Congress Questions ONC Statutory Authority for Health IT

The House Energy and Commerce Committee sent a letter to National Coordinator for Health Information Technology Karen DeSalvo, M.D., challenging ONC for overstepping its statutory authority to regulate health IT.


The House Energy and Commerce Committee sent a letter to National Coordinator for Health Information Technology Karen DeSalvo, M.D., challenging ONC for overstepping its statutory authority to regulate health IT. 

The letter, signed by full committee Chairman Fred Upton (R-Mich.), Health Subcommittee Chairman Joe Pitts (R-Penn.), full committee Vice Chairman Marsha Blackburn (R-Tenn.), and Communications and Technology Subcommittee Chairman Greg Walden (R-Ore.), calls into question a proposed risk-based regulatory framework for health IT released April 3 by the Food and Drug Administration, Federal Communications Commission, and ONC. 

Specifically, legislators object to the report's draft recommendation that ONC, in collaboration with FDA, FCC, and the Agency for Healthcare Research and Quality, would create a Health IT Safety Center--a public-private entity to convene stakeholders in order to assure that health IT risks are minimized and patient safety is protected. 

"That report, released in April 2014, suggests that the Office for the National Coordinator for Health Information Technology would, among other things, create a Health IT Safety Center for the purposes of regulating software and other health IT products. In addition, the ONC 2014 budget suggests it will impose a new user fee on health IT vendors and developers to support ONC's certification and standardization activities," states the letter. "However, it is not clear to us under what statutory authority ONC is now pursuing these enhanced regulatory activities, including the levying of new user fees, on health IT."

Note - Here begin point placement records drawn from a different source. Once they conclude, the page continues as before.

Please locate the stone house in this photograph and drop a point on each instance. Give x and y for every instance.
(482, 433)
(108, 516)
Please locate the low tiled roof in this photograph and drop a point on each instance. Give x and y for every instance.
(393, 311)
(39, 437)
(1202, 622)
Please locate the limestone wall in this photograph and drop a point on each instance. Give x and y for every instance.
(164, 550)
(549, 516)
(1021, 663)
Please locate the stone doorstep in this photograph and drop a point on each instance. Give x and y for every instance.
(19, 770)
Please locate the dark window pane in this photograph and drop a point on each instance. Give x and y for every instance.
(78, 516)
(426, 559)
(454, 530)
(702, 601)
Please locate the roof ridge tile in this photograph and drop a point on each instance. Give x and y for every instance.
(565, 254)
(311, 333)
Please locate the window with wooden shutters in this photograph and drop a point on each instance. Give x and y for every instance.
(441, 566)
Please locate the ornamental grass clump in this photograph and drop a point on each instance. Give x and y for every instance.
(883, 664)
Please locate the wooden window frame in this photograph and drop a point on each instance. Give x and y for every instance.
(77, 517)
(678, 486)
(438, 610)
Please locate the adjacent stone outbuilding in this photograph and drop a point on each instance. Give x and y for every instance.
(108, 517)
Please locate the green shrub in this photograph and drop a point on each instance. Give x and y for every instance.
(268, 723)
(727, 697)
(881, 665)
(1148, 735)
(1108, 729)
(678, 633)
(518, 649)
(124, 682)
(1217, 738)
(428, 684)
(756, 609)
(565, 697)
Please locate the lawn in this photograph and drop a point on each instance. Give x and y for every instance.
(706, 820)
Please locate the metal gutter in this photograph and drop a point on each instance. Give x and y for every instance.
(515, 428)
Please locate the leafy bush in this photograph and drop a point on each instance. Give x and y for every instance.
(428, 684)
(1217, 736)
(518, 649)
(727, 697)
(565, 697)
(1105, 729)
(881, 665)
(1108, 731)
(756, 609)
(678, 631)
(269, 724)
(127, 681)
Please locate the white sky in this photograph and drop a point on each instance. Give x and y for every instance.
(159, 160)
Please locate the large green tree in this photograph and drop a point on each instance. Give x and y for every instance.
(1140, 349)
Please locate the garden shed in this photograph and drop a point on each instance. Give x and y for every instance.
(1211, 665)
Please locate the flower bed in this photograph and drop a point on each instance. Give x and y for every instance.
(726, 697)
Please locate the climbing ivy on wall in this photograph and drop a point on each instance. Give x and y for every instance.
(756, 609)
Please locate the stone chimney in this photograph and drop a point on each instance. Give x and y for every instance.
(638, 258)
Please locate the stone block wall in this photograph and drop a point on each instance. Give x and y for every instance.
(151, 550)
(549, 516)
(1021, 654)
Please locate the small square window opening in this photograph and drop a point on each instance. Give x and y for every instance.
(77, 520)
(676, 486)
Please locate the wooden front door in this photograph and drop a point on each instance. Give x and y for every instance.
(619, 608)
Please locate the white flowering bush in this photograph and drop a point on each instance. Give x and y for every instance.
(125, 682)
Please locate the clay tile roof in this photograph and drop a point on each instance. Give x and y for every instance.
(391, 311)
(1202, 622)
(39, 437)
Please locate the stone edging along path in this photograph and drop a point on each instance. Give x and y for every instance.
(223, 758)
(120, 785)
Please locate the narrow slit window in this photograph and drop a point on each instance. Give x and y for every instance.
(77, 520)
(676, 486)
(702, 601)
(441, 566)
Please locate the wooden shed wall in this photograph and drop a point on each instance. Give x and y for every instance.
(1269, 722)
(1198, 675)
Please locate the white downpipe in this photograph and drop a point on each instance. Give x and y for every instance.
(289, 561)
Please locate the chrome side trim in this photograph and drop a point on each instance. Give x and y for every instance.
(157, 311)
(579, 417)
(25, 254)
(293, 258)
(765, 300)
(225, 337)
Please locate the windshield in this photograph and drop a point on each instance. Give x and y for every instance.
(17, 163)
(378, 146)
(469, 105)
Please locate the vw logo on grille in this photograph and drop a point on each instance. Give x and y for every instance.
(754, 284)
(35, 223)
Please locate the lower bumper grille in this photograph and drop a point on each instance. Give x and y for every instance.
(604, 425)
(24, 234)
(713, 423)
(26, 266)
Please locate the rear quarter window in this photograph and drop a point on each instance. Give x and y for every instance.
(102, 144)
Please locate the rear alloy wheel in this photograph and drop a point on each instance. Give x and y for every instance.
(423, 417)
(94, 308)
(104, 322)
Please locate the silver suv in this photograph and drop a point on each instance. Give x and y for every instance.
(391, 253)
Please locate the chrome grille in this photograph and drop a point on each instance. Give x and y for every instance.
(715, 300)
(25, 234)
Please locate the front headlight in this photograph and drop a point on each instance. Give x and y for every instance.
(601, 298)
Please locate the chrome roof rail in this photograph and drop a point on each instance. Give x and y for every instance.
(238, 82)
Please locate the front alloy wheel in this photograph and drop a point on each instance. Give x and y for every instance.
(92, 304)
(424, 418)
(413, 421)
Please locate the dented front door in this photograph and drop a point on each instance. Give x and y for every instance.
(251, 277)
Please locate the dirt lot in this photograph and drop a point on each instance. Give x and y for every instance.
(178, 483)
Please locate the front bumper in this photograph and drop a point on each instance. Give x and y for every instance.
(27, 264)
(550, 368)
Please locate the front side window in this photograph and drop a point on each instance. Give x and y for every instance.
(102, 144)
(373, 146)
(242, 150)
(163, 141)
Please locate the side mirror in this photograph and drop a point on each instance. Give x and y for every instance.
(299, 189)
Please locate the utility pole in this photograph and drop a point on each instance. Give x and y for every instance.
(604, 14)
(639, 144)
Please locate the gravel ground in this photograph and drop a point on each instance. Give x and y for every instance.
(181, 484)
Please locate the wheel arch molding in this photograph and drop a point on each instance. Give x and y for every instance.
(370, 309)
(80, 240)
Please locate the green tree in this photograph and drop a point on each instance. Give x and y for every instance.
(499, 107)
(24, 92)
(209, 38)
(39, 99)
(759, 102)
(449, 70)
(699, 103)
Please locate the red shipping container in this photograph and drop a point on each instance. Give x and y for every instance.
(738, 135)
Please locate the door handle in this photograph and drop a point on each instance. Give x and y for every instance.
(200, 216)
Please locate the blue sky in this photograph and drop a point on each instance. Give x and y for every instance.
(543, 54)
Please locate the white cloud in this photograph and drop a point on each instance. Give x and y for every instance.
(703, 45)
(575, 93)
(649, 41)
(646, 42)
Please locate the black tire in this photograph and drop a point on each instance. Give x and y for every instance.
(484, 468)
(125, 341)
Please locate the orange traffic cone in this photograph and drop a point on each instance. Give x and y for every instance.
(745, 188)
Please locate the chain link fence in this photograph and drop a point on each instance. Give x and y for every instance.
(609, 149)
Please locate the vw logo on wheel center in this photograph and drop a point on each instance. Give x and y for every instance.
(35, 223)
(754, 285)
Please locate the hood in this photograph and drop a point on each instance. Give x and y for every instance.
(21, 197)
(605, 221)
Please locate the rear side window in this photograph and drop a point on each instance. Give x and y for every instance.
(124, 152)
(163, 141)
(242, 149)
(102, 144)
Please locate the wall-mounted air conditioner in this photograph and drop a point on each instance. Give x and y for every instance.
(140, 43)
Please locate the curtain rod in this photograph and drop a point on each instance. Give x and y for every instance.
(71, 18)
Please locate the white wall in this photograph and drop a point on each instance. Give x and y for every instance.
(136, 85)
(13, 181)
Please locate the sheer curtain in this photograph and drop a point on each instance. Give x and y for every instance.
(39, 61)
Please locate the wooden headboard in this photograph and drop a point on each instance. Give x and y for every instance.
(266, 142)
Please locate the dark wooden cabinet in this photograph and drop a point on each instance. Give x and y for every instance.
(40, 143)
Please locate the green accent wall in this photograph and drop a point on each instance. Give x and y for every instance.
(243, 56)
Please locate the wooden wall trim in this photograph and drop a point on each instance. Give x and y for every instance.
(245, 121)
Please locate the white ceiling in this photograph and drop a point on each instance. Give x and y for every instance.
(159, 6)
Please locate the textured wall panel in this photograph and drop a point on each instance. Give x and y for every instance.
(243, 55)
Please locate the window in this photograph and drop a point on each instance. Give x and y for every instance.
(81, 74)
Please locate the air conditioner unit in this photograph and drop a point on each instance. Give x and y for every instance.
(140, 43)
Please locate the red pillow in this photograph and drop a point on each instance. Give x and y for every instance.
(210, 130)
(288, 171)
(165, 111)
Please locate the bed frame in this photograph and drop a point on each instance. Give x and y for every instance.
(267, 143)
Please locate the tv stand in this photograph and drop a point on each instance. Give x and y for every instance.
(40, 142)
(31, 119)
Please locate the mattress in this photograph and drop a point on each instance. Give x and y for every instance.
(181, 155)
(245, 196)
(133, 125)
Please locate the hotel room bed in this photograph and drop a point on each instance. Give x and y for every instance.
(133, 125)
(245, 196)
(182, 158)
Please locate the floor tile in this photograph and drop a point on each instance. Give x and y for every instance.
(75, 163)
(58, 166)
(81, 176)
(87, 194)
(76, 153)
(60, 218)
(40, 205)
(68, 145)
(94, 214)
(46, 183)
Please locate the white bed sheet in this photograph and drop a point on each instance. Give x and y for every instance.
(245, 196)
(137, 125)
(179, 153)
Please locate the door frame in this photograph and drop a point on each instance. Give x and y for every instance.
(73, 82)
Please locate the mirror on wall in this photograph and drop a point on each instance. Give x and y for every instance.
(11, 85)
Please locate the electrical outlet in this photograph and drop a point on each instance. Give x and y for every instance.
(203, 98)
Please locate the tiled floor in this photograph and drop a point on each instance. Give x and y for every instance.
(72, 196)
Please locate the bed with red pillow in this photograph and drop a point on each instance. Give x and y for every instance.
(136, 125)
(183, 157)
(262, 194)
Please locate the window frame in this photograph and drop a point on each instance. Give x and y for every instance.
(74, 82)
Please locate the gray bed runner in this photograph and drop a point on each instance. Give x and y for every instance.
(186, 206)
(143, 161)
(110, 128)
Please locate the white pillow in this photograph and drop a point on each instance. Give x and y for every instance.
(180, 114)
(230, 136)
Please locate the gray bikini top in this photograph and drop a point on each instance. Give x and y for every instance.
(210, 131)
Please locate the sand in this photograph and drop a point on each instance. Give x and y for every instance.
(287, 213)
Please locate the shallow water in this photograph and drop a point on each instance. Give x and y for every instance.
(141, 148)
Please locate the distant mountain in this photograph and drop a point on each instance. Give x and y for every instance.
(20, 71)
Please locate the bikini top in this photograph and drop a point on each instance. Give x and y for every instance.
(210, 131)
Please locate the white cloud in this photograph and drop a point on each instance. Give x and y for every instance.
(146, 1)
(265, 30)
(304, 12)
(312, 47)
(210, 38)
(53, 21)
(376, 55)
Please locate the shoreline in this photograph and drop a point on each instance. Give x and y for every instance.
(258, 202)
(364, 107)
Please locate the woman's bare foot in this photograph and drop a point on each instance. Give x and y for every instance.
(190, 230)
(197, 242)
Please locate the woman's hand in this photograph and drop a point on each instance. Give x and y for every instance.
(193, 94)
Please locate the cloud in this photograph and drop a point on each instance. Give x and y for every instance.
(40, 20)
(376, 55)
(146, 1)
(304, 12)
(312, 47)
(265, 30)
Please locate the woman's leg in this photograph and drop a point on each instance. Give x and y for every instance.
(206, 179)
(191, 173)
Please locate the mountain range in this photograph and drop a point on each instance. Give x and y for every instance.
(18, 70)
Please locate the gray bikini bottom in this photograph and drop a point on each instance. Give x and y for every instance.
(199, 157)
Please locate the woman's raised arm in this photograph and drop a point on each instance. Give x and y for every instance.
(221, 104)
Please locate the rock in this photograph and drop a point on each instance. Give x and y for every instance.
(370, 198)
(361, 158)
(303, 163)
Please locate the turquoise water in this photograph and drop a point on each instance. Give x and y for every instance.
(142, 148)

ONC was legislatively mandated in 2009 as part of the Health Information Technology for Economic and Clinical Health Act (HITECH Act). At HIMSS14 in late February, Doug Fridsma, ONC's Chief Science Officer and Director of the Office of Science and Technology, lamented that the ONC budget had returned to its historic funding level of $60 million annually--the same amount the office received when it was first formed. The HITECH Act provided $2 billion to ONC between 2009 and 2013 to support health IT infrastructure, policy and standards, education and other activities. Yet, with HITECH Act funding expiring, ONC appears to be looking for alternative revenue streams.

“Late last week, ONC announced a leadership structure that, among other things, creates an Office of Standards and Technology,” states the committee in a written statement. “As the ONC is poised to reorganize itself, committee leaders want to better understand how the agency believes it can carry out a host of new functions amid concerns that it might be overstepping its statutory authority.”

In its letter to DeSalvo, committee members asked ONC to answer several questions including: When the authorization for the Medicare and Medicaid Incentive program expires, under what statutory authority does ONC believe it is able to regulate health IT and electronic health records, particularly in (but not limited to) Meaningful Use areas?

Tom Leary, vice president for government relations at HIMSS, commented that these are “reasonable questions for Congress in light of the on-going discussion of a regulatory framework for health IT and the recently released FDASIA report." Leary said the best health IT strategy is one that "ensures patient safety without stifling the kind of innovation that supports healthcare transformation.”